Negli ultimi decenni del 20° secolo il Plasmodium falciparum ha acquisito la resistenza nei confronti di diversi chemioterapici, in primo luogo verso la clorochina, che precedentemente aveva rappresentato l'antimalarico per eccellenza. Le indicazioni di seguito esposte tengono conto dei farmaci che vengono attualmente utilizzati con successo. Per la malaria benigna (terzana benigna da Plasmodium vivax, terzana benigna mite da Plasmodium ovale, quartana da Plasmodium malariae) rimane pienamente efficace la clorochina, che possiede il pregio della atossicità e della somministrabilità per via orale. Nella terzana benigna la clorochina sopprime l'episodio iniziale e le recidive in atto, ma non previene queste ultime, in quanto non agisce sugli ipnozoiti. La terzana maligna da Plasmodium falciparum è curata con: 1) meflochina per via orale, che può facilitare l'insorgenza di crisi psicotiche e va evitata negli epilettici e nei cerebropatici; può interferire con i cardiocinetici e gli antiaritmici, ed è controindicata in gravidanza; 2) alofantrina orale, che essendo un farmaco privo di azione a lungo termine deve essere ripetuta dopo una settimana, va usata con cautela nei cardiopatici ed è controindicata in gravidanza; 3) chinino per via orale (nelle forme gravi e quando la parassitemia raggiunge il 5% viene utilizzata la via endovenosa per fleboclisi lenta e refratta), che provoca cinconismo transitorio (cioè intossicazione che si manifesta con ronzii, ipoacusia, cefalea). La febbre e lo stato tossinfettivo si avvalgono dei comuni antipiretici e, nei casi complicati, si ricorre a ogni utile trattamento di supporto, fino al ricovero presso reparti di terapia intensiva e rianimazione e all'impiego della dialisi e della exsanguino-trasfusione. A fini preventivi, nelle zone di endemia è necessario ridurre il contatto, utilizzando le comuni prevenzioni di coprire le parti dell'epidermide usualmente esposte e di usare repellenti.

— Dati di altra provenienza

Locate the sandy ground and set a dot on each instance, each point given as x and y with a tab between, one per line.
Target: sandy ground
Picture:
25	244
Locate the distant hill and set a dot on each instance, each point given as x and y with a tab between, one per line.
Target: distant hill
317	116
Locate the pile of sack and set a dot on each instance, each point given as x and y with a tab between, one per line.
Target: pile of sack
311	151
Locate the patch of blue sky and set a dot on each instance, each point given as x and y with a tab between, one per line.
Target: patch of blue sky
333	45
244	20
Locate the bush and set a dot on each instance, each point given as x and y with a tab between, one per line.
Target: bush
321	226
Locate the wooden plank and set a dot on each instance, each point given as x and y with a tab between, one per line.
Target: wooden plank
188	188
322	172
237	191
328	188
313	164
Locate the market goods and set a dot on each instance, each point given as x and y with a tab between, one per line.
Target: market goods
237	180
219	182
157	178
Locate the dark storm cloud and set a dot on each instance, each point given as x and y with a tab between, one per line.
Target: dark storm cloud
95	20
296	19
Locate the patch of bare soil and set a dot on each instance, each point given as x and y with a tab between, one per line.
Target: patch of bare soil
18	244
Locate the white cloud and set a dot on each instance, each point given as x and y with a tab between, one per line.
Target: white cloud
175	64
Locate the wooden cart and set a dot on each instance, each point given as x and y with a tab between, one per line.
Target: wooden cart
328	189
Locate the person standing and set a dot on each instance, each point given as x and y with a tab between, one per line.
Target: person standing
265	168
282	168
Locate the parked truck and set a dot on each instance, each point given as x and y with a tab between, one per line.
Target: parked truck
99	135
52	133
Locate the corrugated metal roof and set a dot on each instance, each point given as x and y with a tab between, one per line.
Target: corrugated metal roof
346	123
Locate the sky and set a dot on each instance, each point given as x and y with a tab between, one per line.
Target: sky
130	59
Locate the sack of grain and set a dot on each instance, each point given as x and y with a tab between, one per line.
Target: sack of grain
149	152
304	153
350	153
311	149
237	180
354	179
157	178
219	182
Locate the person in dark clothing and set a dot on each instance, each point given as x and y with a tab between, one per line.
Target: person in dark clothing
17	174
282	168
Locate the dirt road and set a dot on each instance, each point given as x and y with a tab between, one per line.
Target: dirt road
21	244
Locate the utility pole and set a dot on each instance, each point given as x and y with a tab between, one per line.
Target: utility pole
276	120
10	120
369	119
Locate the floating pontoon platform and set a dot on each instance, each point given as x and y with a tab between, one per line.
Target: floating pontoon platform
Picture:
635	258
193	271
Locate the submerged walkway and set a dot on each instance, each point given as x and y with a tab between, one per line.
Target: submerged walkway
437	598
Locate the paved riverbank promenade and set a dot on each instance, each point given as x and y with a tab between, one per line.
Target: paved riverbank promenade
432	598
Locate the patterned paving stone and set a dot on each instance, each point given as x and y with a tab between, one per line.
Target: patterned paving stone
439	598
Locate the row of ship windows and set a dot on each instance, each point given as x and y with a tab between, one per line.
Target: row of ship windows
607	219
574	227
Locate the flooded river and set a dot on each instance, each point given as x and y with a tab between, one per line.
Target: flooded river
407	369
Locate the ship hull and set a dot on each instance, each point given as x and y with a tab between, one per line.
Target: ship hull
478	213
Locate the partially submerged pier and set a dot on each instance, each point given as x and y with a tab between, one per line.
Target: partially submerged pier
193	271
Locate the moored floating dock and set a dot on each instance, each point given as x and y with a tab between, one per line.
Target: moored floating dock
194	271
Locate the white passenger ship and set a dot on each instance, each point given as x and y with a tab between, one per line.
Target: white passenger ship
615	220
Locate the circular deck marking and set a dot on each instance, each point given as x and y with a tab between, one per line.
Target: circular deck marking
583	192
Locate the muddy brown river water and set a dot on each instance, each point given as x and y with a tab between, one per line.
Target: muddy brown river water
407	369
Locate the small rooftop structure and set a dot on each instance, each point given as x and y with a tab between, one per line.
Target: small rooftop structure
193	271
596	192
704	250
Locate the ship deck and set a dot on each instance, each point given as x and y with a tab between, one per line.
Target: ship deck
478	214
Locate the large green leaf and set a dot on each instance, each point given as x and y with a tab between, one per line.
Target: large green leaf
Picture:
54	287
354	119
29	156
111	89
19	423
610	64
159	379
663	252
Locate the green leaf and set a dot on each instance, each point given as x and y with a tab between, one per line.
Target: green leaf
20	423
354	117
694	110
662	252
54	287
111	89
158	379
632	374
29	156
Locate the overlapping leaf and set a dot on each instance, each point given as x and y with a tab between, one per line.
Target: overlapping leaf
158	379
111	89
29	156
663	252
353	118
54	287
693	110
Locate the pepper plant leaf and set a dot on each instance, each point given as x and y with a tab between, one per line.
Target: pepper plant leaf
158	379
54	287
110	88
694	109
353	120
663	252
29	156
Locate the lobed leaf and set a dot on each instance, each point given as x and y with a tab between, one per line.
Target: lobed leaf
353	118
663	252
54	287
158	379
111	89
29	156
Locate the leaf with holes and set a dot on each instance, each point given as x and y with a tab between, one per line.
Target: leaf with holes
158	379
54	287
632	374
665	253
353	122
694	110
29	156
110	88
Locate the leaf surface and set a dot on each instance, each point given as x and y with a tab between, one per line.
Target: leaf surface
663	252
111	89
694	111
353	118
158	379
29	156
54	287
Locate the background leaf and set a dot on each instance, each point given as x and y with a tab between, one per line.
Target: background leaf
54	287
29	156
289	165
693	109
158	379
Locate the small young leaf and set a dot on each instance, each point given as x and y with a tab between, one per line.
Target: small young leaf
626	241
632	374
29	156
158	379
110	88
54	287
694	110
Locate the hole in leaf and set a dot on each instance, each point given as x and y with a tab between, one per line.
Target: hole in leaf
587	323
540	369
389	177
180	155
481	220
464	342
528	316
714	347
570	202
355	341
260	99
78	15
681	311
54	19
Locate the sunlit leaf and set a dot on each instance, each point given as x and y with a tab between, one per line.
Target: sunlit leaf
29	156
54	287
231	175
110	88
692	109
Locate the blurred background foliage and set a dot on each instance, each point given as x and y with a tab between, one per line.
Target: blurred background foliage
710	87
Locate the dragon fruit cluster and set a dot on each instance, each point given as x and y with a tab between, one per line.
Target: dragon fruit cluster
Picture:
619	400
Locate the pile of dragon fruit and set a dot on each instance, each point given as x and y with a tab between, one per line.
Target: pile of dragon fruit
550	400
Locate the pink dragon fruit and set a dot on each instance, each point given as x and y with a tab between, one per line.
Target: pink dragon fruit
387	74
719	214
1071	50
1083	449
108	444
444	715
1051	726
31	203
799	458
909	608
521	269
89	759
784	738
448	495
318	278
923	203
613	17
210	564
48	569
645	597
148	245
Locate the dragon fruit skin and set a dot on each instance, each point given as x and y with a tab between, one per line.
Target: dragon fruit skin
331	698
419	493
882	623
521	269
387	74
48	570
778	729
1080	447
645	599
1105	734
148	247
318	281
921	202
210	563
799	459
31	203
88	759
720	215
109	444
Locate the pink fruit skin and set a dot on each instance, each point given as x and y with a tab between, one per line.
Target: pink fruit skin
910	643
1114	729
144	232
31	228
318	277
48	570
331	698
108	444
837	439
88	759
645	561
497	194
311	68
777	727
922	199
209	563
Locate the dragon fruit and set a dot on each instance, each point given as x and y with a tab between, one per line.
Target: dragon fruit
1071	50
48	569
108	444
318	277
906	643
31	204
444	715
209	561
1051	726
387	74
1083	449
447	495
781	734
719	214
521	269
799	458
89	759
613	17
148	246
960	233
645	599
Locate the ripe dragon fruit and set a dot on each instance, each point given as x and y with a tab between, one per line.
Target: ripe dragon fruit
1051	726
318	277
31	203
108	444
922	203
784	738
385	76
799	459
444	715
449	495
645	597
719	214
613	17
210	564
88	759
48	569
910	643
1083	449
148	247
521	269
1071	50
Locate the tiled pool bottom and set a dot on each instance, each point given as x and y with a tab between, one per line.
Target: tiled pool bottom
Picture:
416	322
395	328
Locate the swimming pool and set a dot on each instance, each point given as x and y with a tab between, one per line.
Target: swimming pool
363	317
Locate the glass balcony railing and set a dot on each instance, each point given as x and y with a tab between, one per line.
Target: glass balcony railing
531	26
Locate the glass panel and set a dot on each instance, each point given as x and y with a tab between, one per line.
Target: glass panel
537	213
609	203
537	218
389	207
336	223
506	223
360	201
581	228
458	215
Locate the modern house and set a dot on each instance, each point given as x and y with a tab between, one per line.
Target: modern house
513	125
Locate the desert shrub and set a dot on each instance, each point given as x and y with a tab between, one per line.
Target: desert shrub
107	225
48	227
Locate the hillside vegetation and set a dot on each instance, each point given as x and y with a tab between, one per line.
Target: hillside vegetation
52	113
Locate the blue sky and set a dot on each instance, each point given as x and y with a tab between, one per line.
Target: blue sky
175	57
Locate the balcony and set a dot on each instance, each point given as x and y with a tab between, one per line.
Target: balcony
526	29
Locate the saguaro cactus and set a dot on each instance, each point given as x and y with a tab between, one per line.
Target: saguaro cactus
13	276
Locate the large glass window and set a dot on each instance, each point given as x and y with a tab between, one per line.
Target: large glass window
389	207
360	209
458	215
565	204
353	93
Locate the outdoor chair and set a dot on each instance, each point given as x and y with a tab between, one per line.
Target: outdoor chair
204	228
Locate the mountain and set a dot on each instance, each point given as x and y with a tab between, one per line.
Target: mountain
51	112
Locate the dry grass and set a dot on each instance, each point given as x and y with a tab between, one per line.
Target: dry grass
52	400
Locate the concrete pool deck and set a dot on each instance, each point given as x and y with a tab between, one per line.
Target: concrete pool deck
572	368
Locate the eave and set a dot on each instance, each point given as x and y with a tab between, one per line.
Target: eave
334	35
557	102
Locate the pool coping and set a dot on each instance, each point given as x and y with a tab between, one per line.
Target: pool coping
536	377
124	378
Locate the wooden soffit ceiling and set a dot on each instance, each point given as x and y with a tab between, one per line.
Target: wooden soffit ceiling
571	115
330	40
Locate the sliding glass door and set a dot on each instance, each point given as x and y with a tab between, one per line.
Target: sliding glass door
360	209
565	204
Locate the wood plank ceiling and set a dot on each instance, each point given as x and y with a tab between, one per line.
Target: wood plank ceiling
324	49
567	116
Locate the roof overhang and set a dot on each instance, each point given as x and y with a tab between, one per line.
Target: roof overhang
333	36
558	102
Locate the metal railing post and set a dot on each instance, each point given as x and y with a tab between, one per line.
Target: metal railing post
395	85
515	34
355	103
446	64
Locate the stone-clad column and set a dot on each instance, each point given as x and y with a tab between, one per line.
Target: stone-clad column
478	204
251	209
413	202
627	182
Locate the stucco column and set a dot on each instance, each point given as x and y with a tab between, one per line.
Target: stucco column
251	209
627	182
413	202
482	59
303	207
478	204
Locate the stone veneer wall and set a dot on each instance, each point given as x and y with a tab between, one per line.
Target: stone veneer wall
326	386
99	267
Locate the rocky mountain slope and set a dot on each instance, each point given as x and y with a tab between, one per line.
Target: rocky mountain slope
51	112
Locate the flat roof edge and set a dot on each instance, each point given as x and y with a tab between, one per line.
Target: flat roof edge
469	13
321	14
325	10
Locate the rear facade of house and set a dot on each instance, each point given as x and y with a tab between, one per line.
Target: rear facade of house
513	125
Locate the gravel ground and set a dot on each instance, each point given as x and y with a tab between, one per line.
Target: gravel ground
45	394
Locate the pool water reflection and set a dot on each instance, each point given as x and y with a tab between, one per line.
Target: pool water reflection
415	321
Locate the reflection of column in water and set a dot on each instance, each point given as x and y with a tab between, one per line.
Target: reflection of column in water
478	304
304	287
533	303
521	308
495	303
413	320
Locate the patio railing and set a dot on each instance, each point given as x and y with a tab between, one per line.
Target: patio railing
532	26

Accanto alle norme igieniche sopra indicate e in attesa della messa a punto di un vaccino efficace, i viaggiatori in zone malariche hanno due alternative: 1) non praticare alcuna profilassi, ripromettendosi, in caso di febbre insorta durante il viaggio o dopo il rientro, di procedere subito agli accertamenti, ricorrendo all'assistenza medica, o quando ciò sia impossibile, di iniziare l'autoterapia con meflochina o alofantrina o derivati della Artemisia annua; 2) praticare la chemioprofilassi, a decorrere da una settimana prima della partenza fino alla quarta settimana (compresa) dopo il rientro, con clorochina o proguanil o meflochina o doxiciclina, a seconda della zona visitata. Gli schemi sono prescritti dal medico curante che conosce, nel singolo paziente e in rapporto all'età, i farmaci utilizzabili e il loro preciso dosaggio, con l'avvertenza che mentre la clorochina può essere assunta continuativamente anche per 6-12 mesi, gli altri farmaci non andrebbero somministrati oltre 2-3 mesi.